When it comes to healthy eating and weight loss, cravings tend to be seen as a derailer of goals. But there’s nothing inherently “bad” about them.

“A craving is a very natural and normal response to meeting a need,” explains registered dietitian Rebecca Scritchfield, author of Body Kindness. “That craving could be for energy or to regulate emotions. Maybe the day wasn’t so sweet, so you want something sweet, or maybe you’re seeking enjoyment.”

But obviously, giving in to cupcakes every single time isn’t the way to build a strong, healthy body. So your first step is accept that cravings will always be there. “You can’t eliminate cravings,” says nutritionist Mike Roussell, PhD, author of The MetaShred Diet.” “But you can reduce your susceptibility to acting on them and reduce the effects they have on you.”

If you feel controlled by cravings or can’t stop at one cupcake when you do satisfy the urge, try these unconventional tricks to better manage your urges.



Hunger can be physiological (your body truly needs energy) or hedonic (you just saw a pizza commercial and now want a slice with pepperoni and mushrooms), Roussell explains. If it’s the latter, try breathwork. By changing our breath, we can change how we feel, according to a study in Cognition and Emotion. Experts recommend longer exhalations to help ease anxiety, which helps you fight cravings. And a recent (but inconclusive) study found slow breathing — nine breaths per minute — may help reduce food cravings.


When people “cheat” on their diet, they tend to justify why they “can” have chicken wings, Roussell says. Although it may seem hard in the moment, being logical can help you stop a craving. If you track your calories or macros, you can easily see — as much as you may think you want that ice cream at night — you’ve hit your goal for the day. This helps you see you don’t “need” ice cream — and if you really want it, you can work it into tomorrow’s calorie allotment, Roussell says.

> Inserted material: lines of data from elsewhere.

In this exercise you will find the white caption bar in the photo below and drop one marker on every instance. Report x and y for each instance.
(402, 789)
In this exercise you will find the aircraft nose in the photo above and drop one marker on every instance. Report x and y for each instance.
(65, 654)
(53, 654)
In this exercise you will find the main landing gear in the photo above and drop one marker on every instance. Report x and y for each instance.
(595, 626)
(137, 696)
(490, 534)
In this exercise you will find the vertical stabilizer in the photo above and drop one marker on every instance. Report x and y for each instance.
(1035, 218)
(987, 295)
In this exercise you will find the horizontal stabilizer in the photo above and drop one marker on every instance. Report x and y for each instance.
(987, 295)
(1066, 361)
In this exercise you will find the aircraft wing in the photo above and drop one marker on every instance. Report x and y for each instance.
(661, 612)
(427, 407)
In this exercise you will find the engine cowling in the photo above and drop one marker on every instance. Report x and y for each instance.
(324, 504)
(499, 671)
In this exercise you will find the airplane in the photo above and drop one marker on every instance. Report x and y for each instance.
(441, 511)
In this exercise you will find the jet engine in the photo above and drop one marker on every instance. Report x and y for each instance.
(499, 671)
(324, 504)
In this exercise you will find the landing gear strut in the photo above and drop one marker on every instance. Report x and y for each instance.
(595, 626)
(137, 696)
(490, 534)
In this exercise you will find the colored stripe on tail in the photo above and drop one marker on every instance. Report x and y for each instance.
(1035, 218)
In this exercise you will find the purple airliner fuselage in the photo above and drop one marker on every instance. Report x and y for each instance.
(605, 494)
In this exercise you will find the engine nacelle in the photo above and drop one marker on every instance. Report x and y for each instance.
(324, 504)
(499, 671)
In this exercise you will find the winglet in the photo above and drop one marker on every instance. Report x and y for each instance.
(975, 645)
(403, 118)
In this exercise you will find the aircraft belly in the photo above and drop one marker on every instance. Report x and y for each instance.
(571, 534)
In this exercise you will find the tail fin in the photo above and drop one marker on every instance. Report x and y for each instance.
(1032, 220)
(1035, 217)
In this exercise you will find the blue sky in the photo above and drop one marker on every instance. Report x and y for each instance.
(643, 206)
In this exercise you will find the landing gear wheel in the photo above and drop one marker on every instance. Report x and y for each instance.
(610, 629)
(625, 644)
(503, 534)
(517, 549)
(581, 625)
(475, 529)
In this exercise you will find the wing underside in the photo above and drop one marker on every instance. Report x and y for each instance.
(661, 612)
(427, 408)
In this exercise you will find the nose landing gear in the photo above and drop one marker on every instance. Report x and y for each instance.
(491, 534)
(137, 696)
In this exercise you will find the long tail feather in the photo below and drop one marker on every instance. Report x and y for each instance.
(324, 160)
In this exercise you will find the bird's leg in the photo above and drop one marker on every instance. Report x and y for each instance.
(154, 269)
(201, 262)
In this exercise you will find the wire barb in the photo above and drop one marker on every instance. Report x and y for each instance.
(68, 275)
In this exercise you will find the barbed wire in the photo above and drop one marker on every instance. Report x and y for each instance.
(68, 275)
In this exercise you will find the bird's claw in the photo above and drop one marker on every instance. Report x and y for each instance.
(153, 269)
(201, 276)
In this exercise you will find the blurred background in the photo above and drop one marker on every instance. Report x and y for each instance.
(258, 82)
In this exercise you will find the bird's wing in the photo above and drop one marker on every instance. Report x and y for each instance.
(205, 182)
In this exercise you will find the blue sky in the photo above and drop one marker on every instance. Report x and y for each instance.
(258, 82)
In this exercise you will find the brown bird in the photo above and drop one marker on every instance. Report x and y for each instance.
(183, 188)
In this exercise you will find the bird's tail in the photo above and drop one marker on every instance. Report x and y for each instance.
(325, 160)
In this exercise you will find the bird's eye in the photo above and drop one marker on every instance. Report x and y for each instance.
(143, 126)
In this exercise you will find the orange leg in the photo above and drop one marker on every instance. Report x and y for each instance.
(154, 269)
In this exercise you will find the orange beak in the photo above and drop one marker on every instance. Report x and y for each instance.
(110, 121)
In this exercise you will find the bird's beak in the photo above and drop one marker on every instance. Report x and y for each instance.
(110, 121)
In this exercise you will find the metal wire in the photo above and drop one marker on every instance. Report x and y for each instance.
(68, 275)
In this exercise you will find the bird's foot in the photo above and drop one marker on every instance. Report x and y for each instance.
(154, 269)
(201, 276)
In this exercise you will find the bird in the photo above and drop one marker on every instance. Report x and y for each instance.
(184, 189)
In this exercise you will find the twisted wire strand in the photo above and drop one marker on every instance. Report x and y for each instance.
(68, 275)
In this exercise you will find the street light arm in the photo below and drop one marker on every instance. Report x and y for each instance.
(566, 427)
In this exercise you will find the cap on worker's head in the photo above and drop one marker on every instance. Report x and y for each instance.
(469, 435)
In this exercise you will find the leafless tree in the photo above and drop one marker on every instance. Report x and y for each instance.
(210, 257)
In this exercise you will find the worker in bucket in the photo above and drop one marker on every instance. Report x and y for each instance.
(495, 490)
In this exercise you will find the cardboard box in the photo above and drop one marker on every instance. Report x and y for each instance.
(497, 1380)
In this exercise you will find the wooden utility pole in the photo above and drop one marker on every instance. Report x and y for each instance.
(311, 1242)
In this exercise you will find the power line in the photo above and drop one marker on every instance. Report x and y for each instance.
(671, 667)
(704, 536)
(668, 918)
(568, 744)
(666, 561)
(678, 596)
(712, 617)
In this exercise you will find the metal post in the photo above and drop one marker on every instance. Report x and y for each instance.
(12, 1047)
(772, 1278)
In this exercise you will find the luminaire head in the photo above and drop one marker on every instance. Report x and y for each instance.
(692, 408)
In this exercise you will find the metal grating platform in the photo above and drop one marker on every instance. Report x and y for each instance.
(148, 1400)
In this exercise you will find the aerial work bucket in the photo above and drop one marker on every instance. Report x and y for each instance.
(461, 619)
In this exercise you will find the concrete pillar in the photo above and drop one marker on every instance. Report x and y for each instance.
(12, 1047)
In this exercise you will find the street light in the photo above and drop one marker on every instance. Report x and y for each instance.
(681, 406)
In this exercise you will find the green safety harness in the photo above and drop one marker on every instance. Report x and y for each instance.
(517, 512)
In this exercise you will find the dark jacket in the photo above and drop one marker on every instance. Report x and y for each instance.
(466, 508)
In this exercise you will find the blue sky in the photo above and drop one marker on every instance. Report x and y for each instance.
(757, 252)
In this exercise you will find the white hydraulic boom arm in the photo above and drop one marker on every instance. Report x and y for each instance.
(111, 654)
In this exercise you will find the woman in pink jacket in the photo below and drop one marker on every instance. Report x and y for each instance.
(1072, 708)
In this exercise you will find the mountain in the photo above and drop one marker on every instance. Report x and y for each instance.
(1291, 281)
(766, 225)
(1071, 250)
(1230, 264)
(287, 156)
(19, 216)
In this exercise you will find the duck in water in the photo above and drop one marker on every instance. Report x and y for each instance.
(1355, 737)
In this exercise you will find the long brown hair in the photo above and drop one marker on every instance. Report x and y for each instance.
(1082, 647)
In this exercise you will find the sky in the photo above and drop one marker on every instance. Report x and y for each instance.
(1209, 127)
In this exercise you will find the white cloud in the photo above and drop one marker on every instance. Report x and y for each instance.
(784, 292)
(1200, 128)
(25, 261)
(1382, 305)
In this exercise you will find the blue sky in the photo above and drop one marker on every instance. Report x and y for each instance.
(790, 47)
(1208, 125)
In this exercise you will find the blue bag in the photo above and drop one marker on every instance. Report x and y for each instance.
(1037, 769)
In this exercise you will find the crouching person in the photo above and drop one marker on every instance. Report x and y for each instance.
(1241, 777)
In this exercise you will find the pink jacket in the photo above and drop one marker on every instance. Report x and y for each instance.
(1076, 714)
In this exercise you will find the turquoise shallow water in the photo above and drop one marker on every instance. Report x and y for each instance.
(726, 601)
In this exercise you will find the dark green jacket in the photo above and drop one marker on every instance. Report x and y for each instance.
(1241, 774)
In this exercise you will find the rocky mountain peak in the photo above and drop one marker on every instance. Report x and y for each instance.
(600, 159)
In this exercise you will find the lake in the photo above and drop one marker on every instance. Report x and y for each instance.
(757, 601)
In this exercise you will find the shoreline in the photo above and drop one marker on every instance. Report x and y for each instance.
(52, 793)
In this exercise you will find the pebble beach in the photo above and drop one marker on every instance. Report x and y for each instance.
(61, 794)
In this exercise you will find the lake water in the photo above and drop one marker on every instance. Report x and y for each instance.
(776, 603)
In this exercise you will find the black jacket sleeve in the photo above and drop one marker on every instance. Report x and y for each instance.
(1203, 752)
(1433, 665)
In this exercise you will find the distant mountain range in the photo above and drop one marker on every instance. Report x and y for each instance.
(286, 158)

Procrastinating at work isn’t always a good thing, but it may help you with your cravings. A 2015 study published in the journal Addictive Behaviors found that subjects who played Tetris for three minutes had a decrease in food cravings. In another study, British scientists asked 48 participants to use a mobile app they built called iCrave whenever they, yes, had a craving. The app then prompted the subjects to visualize a specific scene, such as a lion in a zoo or a forest. That act helped reduce overall snacking and unhealthy snacking, compared with a group that tracked snacks with a different app. Try using an app like Stop, Breathe & Think or Headspace and doing a short meditation. Or play a game … but maybe not Candy Crush.



The debate over “three meals versus five meals” per day for better weight loss continues, but if you aren’t hungry for snacks, there’s no reason to eat them. And there’s no reason to follow some prescribed schedule, either. Maybe you sail through from lunch to dinner but always want a little something before bed. So eat then and not in the afternoon, says Roussell, so you’re not adding extra calories. Instead, those calories are accounted for.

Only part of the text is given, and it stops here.